Is Black History Month still relevant?


Amanda Nguyen, Tran Lam, and Zareya Flowers

Actress Stacey Dash was blasted via social media after the celebrity weighed in on the controversy surrounding the lack of diversity in the Academy Awards nominations. She called for an end to Black Entertainment Television (BET) and Black History Month as well.

In an interview with host Steve Doocy on “Fox and Friends,” Dash made it clear she did not support BET.

“Either we want segregation or integration,” she said. “If we don’t want segregation, then we need to get rid of channels like BET and the BET Awards and the Image Awards, where you’re only awarded if you’re black. If it were the other way around, we would be up in arms; it’s a double standard.”

Not only does Dash, who is a multi-racial mix of Bajan, African-American and Mexican, claim that there shouldn’t be a Black History Month, but she continued to say “We’re Americans. Period. That’s it.”

Dash’s sentiments are not unheard of. The question of why there’s a Black History Month is a debate that rears its head every February. Many students wonder why there is a surge of school assemblies, marches and other tributes during the shortest month of the year. A number of other questions are quick to follow, including: “Why isn’t there an Asian or Latino History Month?” Some believe that other racial groups that have been oppressed throughout American history have been left out of the picture. The existence of Black History Month has thus been brought into question.

The relevance of Black History Month is a multifaceted topic. The overall impression is that there is a level of apathy when it comes to the month’s celebrations, specifically from anyone who isn’t African American. Since elementary school, students have learned about the so-called founders of black history like Martin Luther King Jr., Rosa Parks, Harriet Tubman and Malcolm X – but then what? Are we really celebrating Black History Month or is it a watered down interpretation? Most of black history – the real black history that includes the slave trade, segregation and lynching – are usually left out.

Even as students coming from a diverse school like Cleveland, we can honestly say that, in the end, it doesn’t feel like Black History Month. So do students really care?

Regardless of your answer, we believe that you should.

Current events have accentuated the need to reiterate the relevance of black lives.

“It’s important for us to understand where we come from, especially in a time when we’re being dehumanized,” said senior and Black Student Union member Leija Farr.

Farr sees Black History Month as an opportunity to acknowledge the contributions of blacks to America.

“We were slaves here. We contributed to this society, whether we wanted to be here or not. If we contributed to society, we should definitely be treated as a part of its history.”

Farr, among others, believe that Black History Month is as necessary as it is empowering. She does, however, emphasize the need for a wider spectrum of black history and black leaders to be acknowledged – not just Martin Luther King.

There is also a notable population within the black community that argues against the relevance of Black History Month – but not out of apathy. Academy Award-winning actor Morgan Freeman thinks Black History Month is “ridiculous.”

“You’re going to relegate my history to a month?” Freeman asked during an interview on “60 Minutes.” “I don’t want a Black History Month. Black history is American history.”

This is a pivotal element to the debate. If people were truly conscious of black history, perhaps we wouldn’t need a month to celebrate it.

Sophomore Phuong Nguyen disagrees. He believes that students should know as much as they can about black history, even if it’s just one month.

“I feel glad that people say that black history is every day, but they turn ignorant when they back it up with ‘We shouldn’t have Black History Month,’” he said. “Having Black History Month allows us to remember what has happened and how we need to strive away from the oppressive cruelty that happened in the past.”

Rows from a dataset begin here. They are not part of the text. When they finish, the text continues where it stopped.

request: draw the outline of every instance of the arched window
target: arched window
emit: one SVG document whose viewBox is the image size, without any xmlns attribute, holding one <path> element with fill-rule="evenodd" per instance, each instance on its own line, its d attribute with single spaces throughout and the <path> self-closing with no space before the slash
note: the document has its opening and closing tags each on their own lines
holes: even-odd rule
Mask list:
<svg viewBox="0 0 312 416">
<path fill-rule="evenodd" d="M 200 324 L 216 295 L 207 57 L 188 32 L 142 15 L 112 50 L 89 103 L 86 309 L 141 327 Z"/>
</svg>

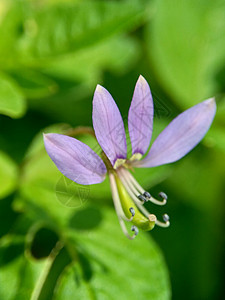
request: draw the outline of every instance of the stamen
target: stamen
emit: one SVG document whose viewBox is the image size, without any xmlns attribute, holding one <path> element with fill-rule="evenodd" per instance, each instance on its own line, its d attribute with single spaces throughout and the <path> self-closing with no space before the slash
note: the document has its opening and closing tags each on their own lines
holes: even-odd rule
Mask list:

For non-blacks, the solution to celebrating the history of other racial groups isn’t necessarily to eliminate Black History Month.

“There should be a month for every race in my opinion,” junior Anh Dao said. “Every race has been through difficult times and we should show the importance of each race by celebrating it.”

Unbeknownst to some, there are also months designated for celebrating Asian American, Latino and Native American heritages as well – May, September to October and November respectively. However, despite having nationally observed holidays to honor these different heritages, the effectiveness of said months in celebrating and raising awareness of America’s cultural history is questionable.

“In October, it’s Latino History Month, but people don’t speak up and say ‘Oh, this month my culture does this and what we do to celebrate it is this,’” said junior Diana Hernandez. “People just don’t know. If people knew, everyone would want to join in and learn more about each other’s cultures.”

But African-American history is crucially different from the rest in one aspect: it is taught in schools. The fact that black history is incorporated into our education seems to take the spotlight off other cultures. While some may say that it doesn’t feel like Black History Month, the same is even truer for other heritage months.

We believe that the debate expands much further than the relevance – or irrelevance – of having a designated month to celebrate your culture’s history. Rather, it’s a matter of developing a holistic awareness of all cultures in the community. Regardless of what month it is, we should all be constantly making an effort to be well informed of both cultural issues and contributions of America’s diverse racial groups, both historically and currently. While we may all be American, we can’t forget to embrace the diversity amongst us.